Transfer Learning

Transfer Learning: Object Detection in Satellite Imagery

Object detection in satellite imagery is a critical component of many complex commercial and government workflows. At Palantir, we’ve worked with customers across a wide variety of use cases to improve the ability of their models to detect relevant context more accurately.

On the commercial front, these models are often a critical component of emergency response coordination to natural disasters. Their ability to detect buildings and assess damage allows for critical services to be delivered faster, whether allowing for better coordination of emergency response crews or aiding insurance companies in quickly processing claims. But this technology is not only useful in crisis — it can also used by financial firms to forecast retailer demand based on the number of vehicles detected in retailer’s parking lots. For government users, the application is straightforward: knowing the position or movement over time of friendly and enemy equipment such as aircrafts, ships and vehicles empowers critical strategic decision making.
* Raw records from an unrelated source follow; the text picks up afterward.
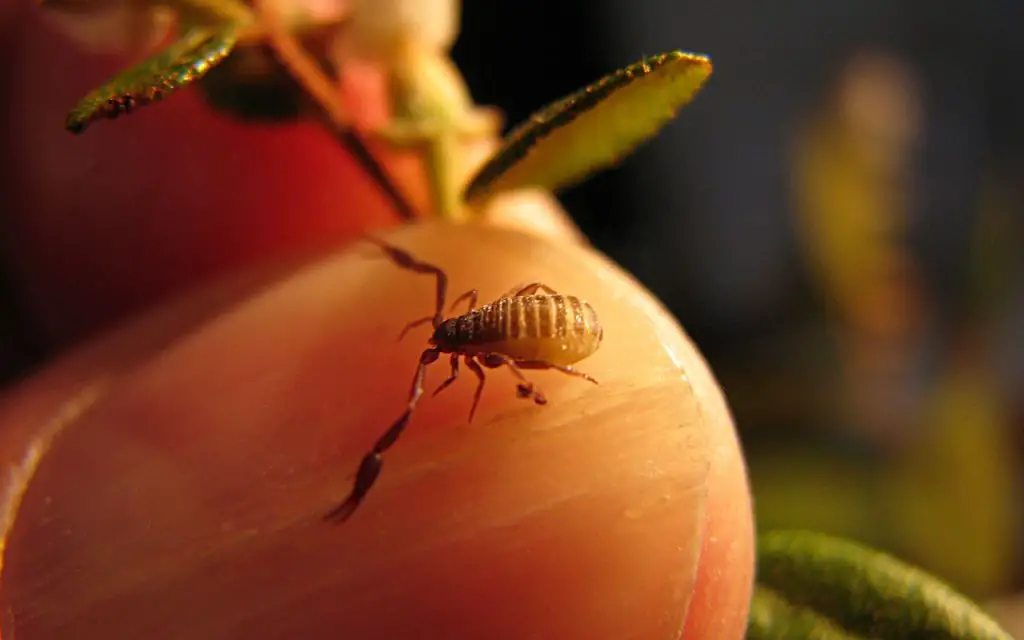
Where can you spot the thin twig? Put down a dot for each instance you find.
(306, 71)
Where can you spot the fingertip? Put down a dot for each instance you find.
(228, 444)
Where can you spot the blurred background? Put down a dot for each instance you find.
(837, 221)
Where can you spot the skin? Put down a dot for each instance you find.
(169, 476)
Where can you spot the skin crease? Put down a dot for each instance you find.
(211, 433)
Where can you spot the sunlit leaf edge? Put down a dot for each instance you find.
(866, 591)
(178, 66)
(594, 127)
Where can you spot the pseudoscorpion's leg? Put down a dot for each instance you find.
(453, 377)
(475, 368)
(525, 388)
(370, 468)
(404, 260)
(472, 295)
(537, 365)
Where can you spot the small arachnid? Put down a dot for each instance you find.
(530, 327)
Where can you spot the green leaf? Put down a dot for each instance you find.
(176, 67)
(815, 586)
(593, 128)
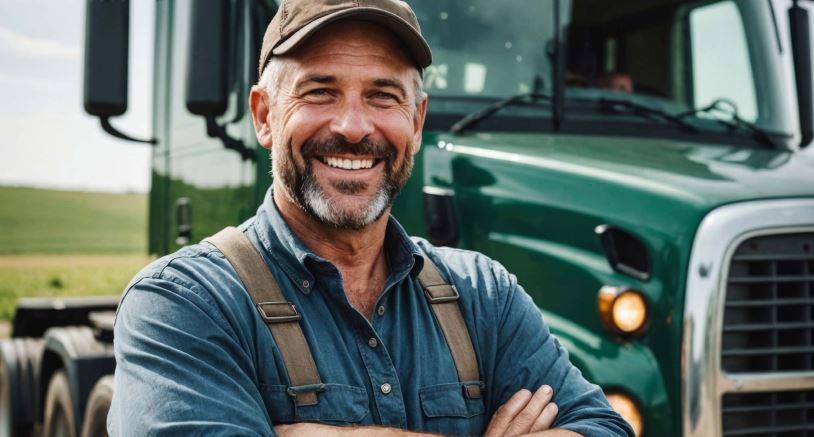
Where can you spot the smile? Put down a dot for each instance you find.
(348, 164)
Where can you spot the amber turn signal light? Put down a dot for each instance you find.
(622, 310)
(626, 408)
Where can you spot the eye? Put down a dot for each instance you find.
(385, 96)
(317, 92)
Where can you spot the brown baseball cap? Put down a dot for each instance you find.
(296, 20)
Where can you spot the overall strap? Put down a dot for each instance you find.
(280, 315)
(443, 299)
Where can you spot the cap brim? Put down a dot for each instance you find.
(418, 48)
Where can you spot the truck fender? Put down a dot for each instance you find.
(85, 360)
(19, 373)
(615, 365)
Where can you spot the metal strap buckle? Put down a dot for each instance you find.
(441, 299)
(287, 316)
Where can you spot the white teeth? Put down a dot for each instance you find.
(348, 164)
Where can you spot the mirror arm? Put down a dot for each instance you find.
(105, 120)
(214, 130)
(801, 55)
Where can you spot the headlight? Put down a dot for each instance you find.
(626, 408)
(622, 310)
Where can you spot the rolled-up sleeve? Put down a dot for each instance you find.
(180, 370)
(528, 356)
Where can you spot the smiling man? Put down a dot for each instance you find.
(398, 337)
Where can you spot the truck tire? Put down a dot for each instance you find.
(59, 418)
(19, 359)
(95, 422)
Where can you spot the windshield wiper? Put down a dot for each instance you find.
(621, 106)
(476, 117)
(734, 122)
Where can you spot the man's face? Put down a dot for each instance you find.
(344, 124)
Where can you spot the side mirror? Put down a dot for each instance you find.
(799, 28)
(210, 44)
(107, 27)
(106, 46)
(207, 87)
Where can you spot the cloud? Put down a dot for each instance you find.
(23, 45)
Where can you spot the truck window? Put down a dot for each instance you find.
(720, 58)
(484, 50)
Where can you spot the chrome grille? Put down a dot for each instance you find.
(769, 311)
(771, 414)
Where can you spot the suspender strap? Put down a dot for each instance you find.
(443, 299)
(280, 315)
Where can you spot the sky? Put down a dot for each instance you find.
(46, 138)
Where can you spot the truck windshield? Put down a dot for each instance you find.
(486, 49)
(676, 57)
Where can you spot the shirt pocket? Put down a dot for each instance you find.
(338, 404)
(448, 410)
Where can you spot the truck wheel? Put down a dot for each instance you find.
(19, 358)
(59, 409)
(95, 422)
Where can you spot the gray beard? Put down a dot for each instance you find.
(302, 187)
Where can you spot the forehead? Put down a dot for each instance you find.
(352, 47)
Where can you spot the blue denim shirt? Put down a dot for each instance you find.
(194, 357)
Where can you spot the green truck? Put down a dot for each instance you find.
(638, 164)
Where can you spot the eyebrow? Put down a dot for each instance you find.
(318, 78)
(391, 83)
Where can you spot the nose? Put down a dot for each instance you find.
(352, 121)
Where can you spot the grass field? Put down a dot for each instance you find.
(63, 243)
(63, 275)
(50, 222)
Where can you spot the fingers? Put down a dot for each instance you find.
(506, 413)
(546, 418)
(528, 416)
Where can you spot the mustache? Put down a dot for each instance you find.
(338, 146)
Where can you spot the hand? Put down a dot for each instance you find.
(524, 413)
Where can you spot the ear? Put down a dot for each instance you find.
(418, 124)
(259, 105)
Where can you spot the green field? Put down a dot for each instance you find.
(63, 275)
(67, 243)
(38, 221)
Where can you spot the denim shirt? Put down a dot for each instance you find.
(195, 358)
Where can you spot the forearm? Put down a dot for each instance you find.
(554, 433)
(311, 429)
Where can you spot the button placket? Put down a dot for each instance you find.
(384, 380)
(386, 388)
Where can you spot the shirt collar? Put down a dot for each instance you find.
(298, 261)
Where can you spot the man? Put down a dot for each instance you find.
(341, 108)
For all categories of use cases, determining how best to train object detection models to maximize utility can be a challenge. Below, we unpack the challenges of training accurate models, and publish the findings of our own experiment using two different pre-trained models on the same set of images. We hope that our learnings can aid other users in identifying successful strategies to pre-train their own models more effectively.

The Challenges of Training Accurate Models

Training accurate object detection models to enable these use cases requires vast amounts of labeled datasets. In the case of satellite imagery, the complexity of this training is even more potent: the images are large, especially in comparison to the small size of the objects we need to detect. Coupled with variations in hardware and image processing software leveraged across the different satellite operators, collecting the perfectly labeled dataset to train a generalizable object detection model is hard. This reality, along with the pressure to enable end-to-end user workflows as quickly as possible, often leads our customers to ask us for help solving a critical question: how can one build the best possible object detection model on a limited training dataset and in a short amount of time?
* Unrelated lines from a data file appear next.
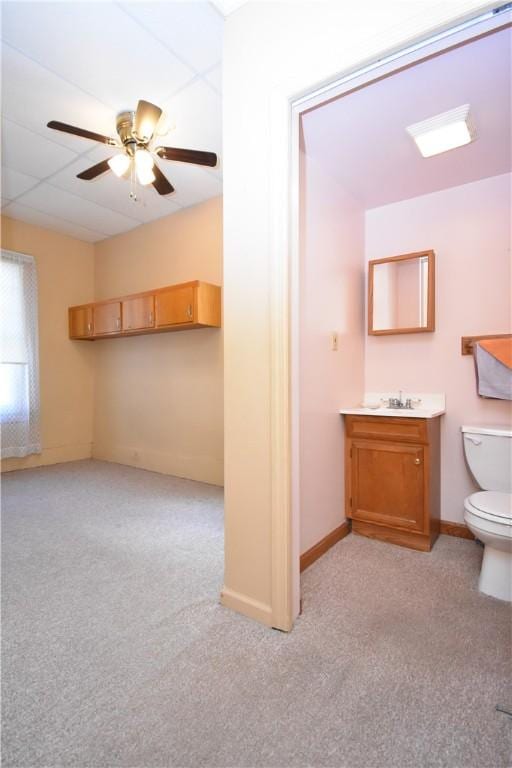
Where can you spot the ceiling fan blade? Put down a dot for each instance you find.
(161, 184)
(95, 170)
(65, 128)
(187, 156)
(146, 118)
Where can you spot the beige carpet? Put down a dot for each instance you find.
(117, 653)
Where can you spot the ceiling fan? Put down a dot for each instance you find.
(136, 159)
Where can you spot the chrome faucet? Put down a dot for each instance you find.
(398, 402)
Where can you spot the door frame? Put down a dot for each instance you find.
(286, 110)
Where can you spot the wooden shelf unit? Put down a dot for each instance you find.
(179, 307)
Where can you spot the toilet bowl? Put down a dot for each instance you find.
(488, 513)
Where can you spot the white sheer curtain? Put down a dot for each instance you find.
(19, 361)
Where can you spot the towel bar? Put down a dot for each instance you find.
(468, 341)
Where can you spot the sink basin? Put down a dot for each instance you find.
(403, 413)
(428, 405)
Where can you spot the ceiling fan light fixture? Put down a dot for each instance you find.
(143, 160)
(119, 164)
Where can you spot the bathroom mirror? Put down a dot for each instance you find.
(401, 294)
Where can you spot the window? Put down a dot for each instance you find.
(19, 368)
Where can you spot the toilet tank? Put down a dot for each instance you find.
(489, 455)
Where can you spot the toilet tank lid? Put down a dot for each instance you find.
(502, 431)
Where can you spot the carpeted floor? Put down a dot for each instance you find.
(117, 653)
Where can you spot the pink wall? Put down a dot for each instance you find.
(469, 229)
(331, 299)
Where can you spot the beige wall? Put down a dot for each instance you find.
(158, 399)
(65, 273)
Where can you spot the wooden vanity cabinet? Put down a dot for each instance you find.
(392, 479)
(81, 322)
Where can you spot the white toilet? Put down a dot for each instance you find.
(488, 513)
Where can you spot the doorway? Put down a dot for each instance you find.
(327, 340)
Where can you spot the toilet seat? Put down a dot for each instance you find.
(494, 506)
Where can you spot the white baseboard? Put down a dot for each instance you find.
(57, 455)
(254, 609)
(201, 468)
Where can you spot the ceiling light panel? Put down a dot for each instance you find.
(443, 132)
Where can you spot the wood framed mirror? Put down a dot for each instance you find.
(401, 294)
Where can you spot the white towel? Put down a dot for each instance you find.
(493, 378)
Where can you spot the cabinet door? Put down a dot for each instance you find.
(387, 484)
(138, 312)
(175, 306)
(107, 318)
(80, 322)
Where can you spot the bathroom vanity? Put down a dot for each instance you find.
(392, 474)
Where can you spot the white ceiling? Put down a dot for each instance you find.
(83, 62)
(361, 139)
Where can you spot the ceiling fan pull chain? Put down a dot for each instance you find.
(133, 191)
At Palantir, we’ve seen that the best possible results are not often produced by users trying to train an object detection model from scratch on a limited dataset. There are many techniques used to address this problem, the most popular of which is transfer learning. In transfer learning, we first pre-train the object detection model on one or more proxy datasets and then leverage the trained weights to initialize the model when it trains on the actual limited downstream dataset we really care about.
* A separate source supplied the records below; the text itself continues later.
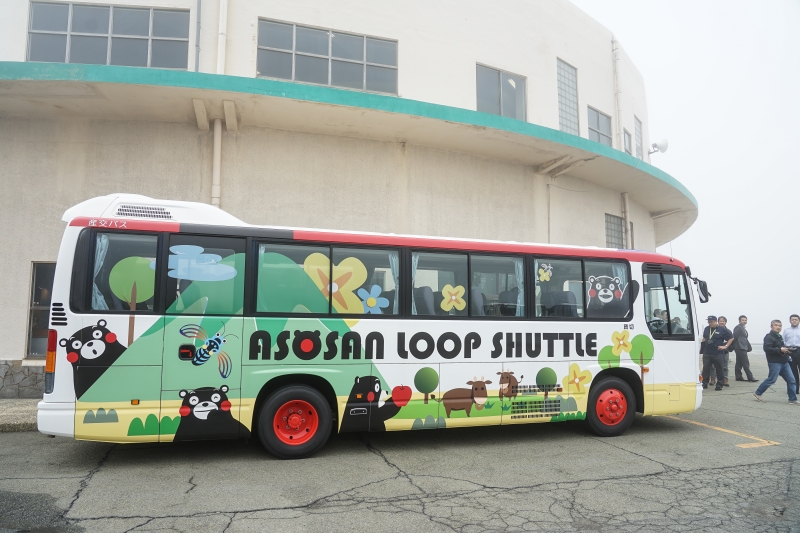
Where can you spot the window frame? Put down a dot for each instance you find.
(577, 99)
(109, 35)
(669, 336)
(509, 73)
(600, 134)
(330, 58)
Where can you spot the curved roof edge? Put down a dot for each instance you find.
(19, 71)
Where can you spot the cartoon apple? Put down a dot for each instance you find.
(401, 395)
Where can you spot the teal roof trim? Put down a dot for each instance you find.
(314, 93)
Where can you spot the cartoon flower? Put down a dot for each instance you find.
(545, 271)
(348, 275)
(620, 342)
(372, 301)
(577, 382)
(453, 297)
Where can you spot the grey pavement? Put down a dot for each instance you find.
(720, 473)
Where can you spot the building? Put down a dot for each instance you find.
(520, 121)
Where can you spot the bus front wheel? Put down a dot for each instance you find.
(611, 408)
(294, 422)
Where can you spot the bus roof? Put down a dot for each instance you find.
(137, 212)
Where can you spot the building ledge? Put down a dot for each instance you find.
(102, 92)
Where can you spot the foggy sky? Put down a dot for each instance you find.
(723, 82)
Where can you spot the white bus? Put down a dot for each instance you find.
(176, 321)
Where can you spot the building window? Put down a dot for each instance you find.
(599, 127)
(326, 57)
(567, 98)
(638, 132)
(500, 93)
(41, 291)
(108, 35)
(615, 232)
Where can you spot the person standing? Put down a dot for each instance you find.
(716, 341)
(726, 356)
(791, 337)
(778, 361)
(741, 345)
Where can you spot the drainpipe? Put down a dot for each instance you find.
(217, 155)
(197, 40)
(627, 220)
(617, 93)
The most popular pre-training datasets for object detection tasks are ImageNet [1] and COCO [2]. Their popularity stems from the fact that they specifically focus on object detection problems, as well as the wide availability of models pre-trained on these datasets within the academic community. Even though pre-training on ImageNet and COCO datasets can improve model accuracy on downstream datasets, additional boosts to performance can be realized if models are further pre-trained on datasets that are similar to the downstream task. In general, the more similar the pre-training dataset is to the downstream dataset we care about, the higher the accuracy lift we can expect from pre-training. For instance, when considering the problem of object detection in satellite imagery, ImageNet and/or COCO pre-training might not be enough as these datasets are very different than a typical satellite object detection dataset (i.e., size of objects, types of objects, image background characteristics and more). In these cases, pre-training on open-source satellite object detection datasets would be necessary to further improve the performance of the final model.

In this blog, we quantify the impact of pre-training on the DOTA 2 dataset [3], an open-source aerial imagery dataset for object detection, on the quality of a commercial satellite object detection model Palantir trained on a smaller labeled dataset. We’re publishing our results here in hopes that they can be used by the wider academic community looking to address similar challenges.

Building our Own Dataset

In order to demonstrate the efficacy of transfer learning for object detection, Palantir has built a labeled dataset for object detection in satellite imagery. The dataset is comprised of EO Satellite imagery from two satellite providers and its detailed characteristics can be seen in Table 1. The training dataset includes approximately 7.5k images (1000×1000 pixels each) sourced from two different commercial satellite providers. In total, we have annotated approximately 130k objects of interest in these images focusing on 3 main classes: vehicles, aircrafts (including helicopters) and ships.

The dataset has been properly split into training and validation datasets to avoid overfitting during training. Our goal is to maximize F1 score for each one of the 3 targeted classes.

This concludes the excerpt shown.